Il n'y a eu aucune tentative de sauver la mer d'Aral du coté ouzbèke, puisque le coton a toujours la priorité. Au Kazakhstan, on essaie de sauver la surface du lac qui se trouve de ce côté-ci du territoire, mais cela a tendance à assécher la moitié ouzbèke du lac, créant un conflit entre les deux pays.

L'Ouzbékistan est indépendant de Moscou depuis deux décennies, et le président Islam Karimov dirige le pays d'une main de fer depuis au moins autant de temps. Ce pays arriéré vit de l'export du gaz et du coton. En 1919, Lénine a ordonné que les besoins en coton de l'union soviétique soient couverts par l'Asie centrale, et les cueilleurs de l'URSS ont pâti de l'usage d'engrais toxique et de conditions de travail cruelles.

Incursion dans les champs de coton

Les plantations de coton ont été privatisées après l'indépendance et toute la récolte a été achetée à un prix dérisoire à l'Etat et ne pouvait plus être vendue à personne d'autre. Les prix sont si bas que les fermiers ne peuvent pas payer de force de travail régulièrement pour les aider. C'est ici qu'intervient l'Etat : pour conserver son statut d'exportateur de coton phare depuis l'indépendance d'avec l'URSS, 2 millions d'enfants de plus de 9 ans sont forcés à travailler sur les champs tous les ans.

Parler de cette situation autour de soi en Ouzbékistan est dangereux. Des activistes qui s'étaient érigés contre le travail forcé dans les champs de coton ont raconté avoir été emprisonnés et torturés. Pourtant, leur action semble avoir porté ses fruits, puisqu'il n'y a plus d'enfants qui travaillent sur les plantations depuis 2012.

Espoir d'une amélioration ?

Le coton est toutefois toujours cueilli et exporté. Par qui ? Ce sont des fonctionnaires qui ont été réquisitionnés ces derniers étés pour réussir à atteindre la même quantité de coton qu'avant: professeurs, médecins, infirmiers ou employés de poste, n'importe qui étant capable de travailler peut être appelé à passer plusieurs semaines sur les champs de coton pour un salaire de quelques centimes par kilo cueilli. Les conséquences pour ceux qui refusent sont la plupart du temps au moins un licenciement. Les heures de travail sont longues, et les employés doivent payer eux-même leurs frais et le transport jusqu'aux champs. Ils sont aspergés de produit toxique et leurs hébergements sont étroits, humides et froids. Il y en a beaucoup qui reviennent malades de leur été dans les champs. Certains hôpitaux doivent fermer pendant l'été, puisqu'il y a alors une pénurie de médecins et d'infirmiers.
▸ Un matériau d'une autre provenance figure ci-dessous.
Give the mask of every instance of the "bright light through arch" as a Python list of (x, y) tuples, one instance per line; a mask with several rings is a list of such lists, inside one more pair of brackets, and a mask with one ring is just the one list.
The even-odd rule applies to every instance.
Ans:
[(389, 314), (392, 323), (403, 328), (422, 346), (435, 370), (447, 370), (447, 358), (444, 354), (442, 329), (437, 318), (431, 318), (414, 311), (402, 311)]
La publication d'informations sur le travail forcé et les désastres environnementaux de l'industrie cotonnière ouzbèke a conduit au boycott de grands magasins comme H&M, Adidas et C&A. Il n'y a malheureusement que peu de conséquences pratiques pour les travailleurs ouzbèkes, puisque la chaîne de création de valeur dans l'industrie textile est longue et ne peut que rarement être remontée avec succès jusqu'au début.